Vera was the ninth child in a family of ten. Her sisters were all much older and as they did not want to add babysitting to their many chores, they chased her outside with the two brothers closest in age to her. They taught her to climb a tree, then promptly ditched her and she said she was up in the tree unable to get down for most of the afternoon.
The area she grew up in was one of the main roman towns and we always said she had to be of roman descent because she had jet black hair which is not a very common English trait.
She grew up in Southampton, England and the sea is a recurring theme in her life. Her grandfather was a seaman on the tall ships, her father was a shipwright who worked on the outfitting of the Titanic. We went to the beach in the English summer. She would walk into the frigid water and float on her back for what seemed like ages.
She won a scholarship to go to college, but war broke out and she had to go into a factory putting together airplanes. She said she was putting bolts into airplane wings and all she could think of was that some poor “blighter” would have to fly a plane that she had built. She eventually signed up for the army. Her birthday came three months later and so did the letter addressed to her father telling him she now belonged to the military. By this time all her brothers were certified shipwrights and too important to the war effort to be allowed to join the military, so she was the only one in her family who joined up. Being one of the very first women in the British army she made Corporal quickly.

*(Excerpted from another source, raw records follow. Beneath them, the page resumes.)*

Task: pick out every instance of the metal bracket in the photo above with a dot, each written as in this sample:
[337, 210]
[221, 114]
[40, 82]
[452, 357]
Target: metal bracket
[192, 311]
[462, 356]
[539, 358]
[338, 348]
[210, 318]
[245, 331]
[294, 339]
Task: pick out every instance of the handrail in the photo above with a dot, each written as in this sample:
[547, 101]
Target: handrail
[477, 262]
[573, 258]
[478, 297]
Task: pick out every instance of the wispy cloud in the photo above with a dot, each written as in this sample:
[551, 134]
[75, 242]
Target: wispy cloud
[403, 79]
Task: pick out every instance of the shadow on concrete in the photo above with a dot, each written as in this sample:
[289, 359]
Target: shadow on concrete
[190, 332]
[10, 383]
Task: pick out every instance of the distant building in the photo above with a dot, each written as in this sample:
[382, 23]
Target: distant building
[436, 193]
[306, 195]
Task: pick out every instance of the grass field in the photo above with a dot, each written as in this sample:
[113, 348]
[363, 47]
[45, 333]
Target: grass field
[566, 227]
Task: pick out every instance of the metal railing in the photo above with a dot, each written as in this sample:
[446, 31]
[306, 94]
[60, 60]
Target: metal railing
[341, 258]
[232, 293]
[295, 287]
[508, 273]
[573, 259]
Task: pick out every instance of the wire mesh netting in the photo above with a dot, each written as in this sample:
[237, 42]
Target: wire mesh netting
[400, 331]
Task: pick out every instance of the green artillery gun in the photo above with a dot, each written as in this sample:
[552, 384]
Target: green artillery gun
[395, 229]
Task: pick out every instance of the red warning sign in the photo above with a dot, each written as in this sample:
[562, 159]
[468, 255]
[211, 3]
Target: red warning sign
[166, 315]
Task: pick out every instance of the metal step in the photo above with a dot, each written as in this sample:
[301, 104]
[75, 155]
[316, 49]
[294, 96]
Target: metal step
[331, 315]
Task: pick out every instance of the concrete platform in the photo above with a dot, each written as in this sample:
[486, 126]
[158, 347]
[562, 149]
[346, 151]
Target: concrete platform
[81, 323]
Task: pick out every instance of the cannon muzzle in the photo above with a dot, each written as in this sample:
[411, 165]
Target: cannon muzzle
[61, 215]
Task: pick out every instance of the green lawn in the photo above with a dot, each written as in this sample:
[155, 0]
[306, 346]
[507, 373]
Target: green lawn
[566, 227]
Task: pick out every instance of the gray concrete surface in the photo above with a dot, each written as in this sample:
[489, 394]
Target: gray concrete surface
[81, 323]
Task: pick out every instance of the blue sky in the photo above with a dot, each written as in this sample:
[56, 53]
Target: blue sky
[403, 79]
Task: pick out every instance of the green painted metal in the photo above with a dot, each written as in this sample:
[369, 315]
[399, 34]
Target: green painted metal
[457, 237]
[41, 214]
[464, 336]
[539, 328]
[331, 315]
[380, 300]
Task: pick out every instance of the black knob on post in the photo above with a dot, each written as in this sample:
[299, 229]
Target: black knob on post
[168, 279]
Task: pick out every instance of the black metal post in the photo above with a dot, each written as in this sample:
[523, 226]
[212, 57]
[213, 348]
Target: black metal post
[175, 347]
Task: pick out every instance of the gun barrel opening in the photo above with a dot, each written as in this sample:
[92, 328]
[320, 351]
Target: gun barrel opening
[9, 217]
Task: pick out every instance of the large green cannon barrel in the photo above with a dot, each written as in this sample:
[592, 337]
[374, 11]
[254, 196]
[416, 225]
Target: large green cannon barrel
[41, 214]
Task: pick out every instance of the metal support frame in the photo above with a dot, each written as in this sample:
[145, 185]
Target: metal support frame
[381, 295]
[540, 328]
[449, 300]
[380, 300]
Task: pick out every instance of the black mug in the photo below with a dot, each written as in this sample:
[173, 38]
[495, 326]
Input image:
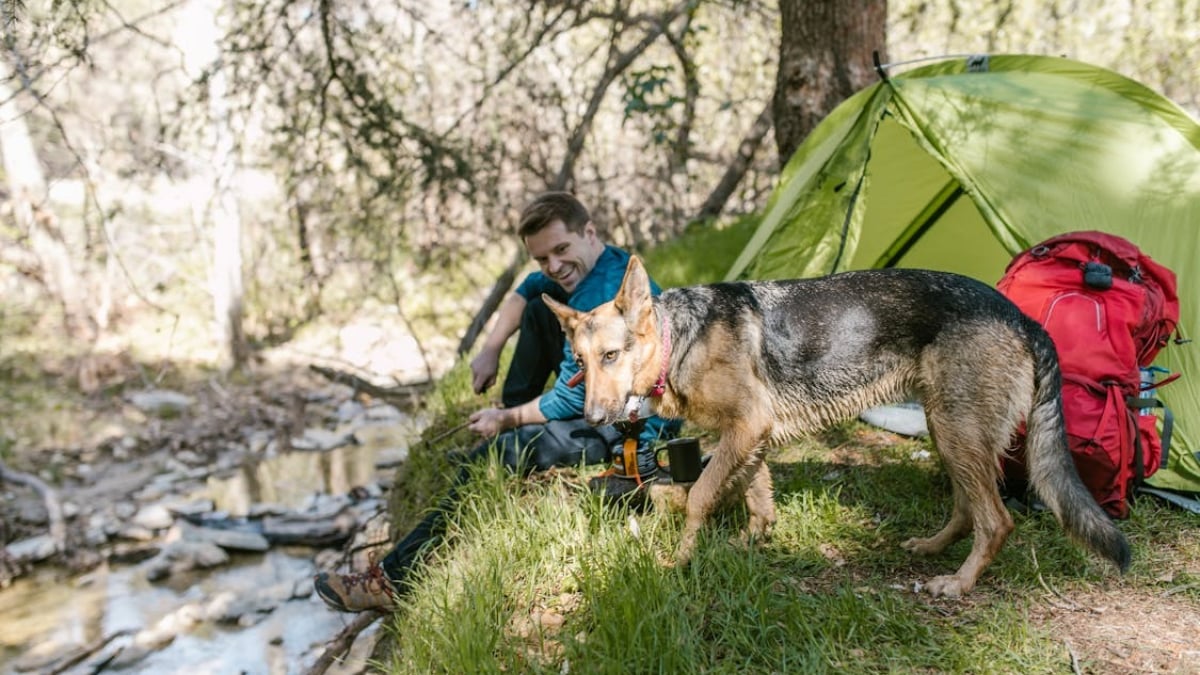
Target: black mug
[684, 458]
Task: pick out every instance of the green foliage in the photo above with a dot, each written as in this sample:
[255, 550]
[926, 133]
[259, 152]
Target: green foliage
[702, 255]
[538, 577]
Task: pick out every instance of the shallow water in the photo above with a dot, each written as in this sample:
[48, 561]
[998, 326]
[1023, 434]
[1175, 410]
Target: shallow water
[54, 613]
[47, 613]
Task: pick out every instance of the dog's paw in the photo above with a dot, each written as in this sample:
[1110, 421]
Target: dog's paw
[948, 586]
[922, 547]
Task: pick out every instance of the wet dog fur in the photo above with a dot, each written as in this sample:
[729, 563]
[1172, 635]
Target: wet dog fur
[762, 363]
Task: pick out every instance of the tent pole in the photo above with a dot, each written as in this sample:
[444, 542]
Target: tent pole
[934, 210]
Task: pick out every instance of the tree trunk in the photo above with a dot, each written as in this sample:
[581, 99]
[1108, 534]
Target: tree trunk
[49, 260]
[825, 55]
[202, 51]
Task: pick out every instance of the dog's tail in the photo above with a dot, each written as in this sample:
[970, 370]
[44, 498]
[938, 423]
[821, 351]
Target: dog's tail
[1051, 470]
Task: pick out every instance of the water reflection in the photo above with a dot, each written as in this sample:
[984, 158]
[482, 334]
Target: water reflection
[52, 614]
[291, 479]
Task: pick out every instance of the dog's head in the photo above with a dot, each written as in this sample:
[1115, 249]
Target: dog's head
[616, 346]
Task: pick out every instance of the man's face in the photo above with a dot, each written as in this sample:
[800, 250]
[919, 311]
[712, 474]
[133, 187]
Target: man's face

She crossed oceans many times. First on a troop ship via the Suez Canal and Ceylon to the Chinese fishing village now known as Hong Kong. Boats carried her back to English shores after a life-threatening illness so bad her mother did not recognize her at the train station when she got back to Southampton. On to Berlin, Germany, then Scotland, back to England and on to the Americas, first California and finally to Texas.
She applied for ack-ack gunnery school during her military service.
She was loving...adored her family and thought constantly of all of them. She did know how to say goodbye.